Getting back to @endorama ... When connecting via a NB-IoT
network via MKR NB 1500
then you even have to disable SNI because NB-IoT networks don't provide DNS hence you have to no host name either ( https://github.com/arduino-libraries/ArduinoIoTCloud/pull/104/commits/b464613e24084b40b1d9ceb70dc004d81bd27e04 ). An alternative could be to provide a lookup-table (host name for IP) in order to prevent using no SNI when connecting via IP only. Not sure if this will work though.
@aentinger from my understanding of SNI, was born to allow requesting the proper server certificate for HTTP connections: as TLS handshake happens before HTTP it was not possible to have 1 single listeners on a server serving multiple certificates. SNI allows the client to request, during ClientHello
to request the server certificate it wants.

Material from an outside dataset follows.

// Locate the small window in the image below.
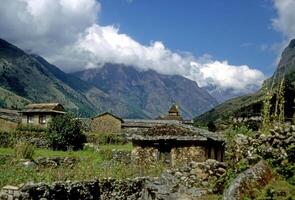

If this is true the same may happen with MQTT, where TLS happens before MQTT. Would be possible to patch the code so a server name is passed to the ClientHello
step?
This would require the lookup table, a sort of /etc/hosts
file for the Arduino.
Further reference:
As a transport protocol, MQTT is concerned only with message transmission and it is the implementer’s responsibility to provide appropriate security features. This is commonly achieved by using TLS [RFC5246].
We could try issuing certificates for IP addresses, but unexpected issues may arise (is technically doable but very uncommon) especially due to how our infrastructure is built on AWS.
@manchoz any news on the PR?
Discussed changes have been implemented, thank you all for contributing!
Add support for not sending Server Name Indication even when host is a DNS name.
This PR paves the way for supporting TLS servers with home-made/self-created PKI CAs and no SNI extension in server certificate.
This PR has been tested on an Arduino MKR WiFi 1000 and an Arduino MKR WiFi 1010 connected to an in-house MQTT/S broker (mosquitto) with TLS support configured with security files generated via an in-house EasyRSA instance.
The Arduino boards have been programmed with the AWS_IoT_WiFi.ino sketch.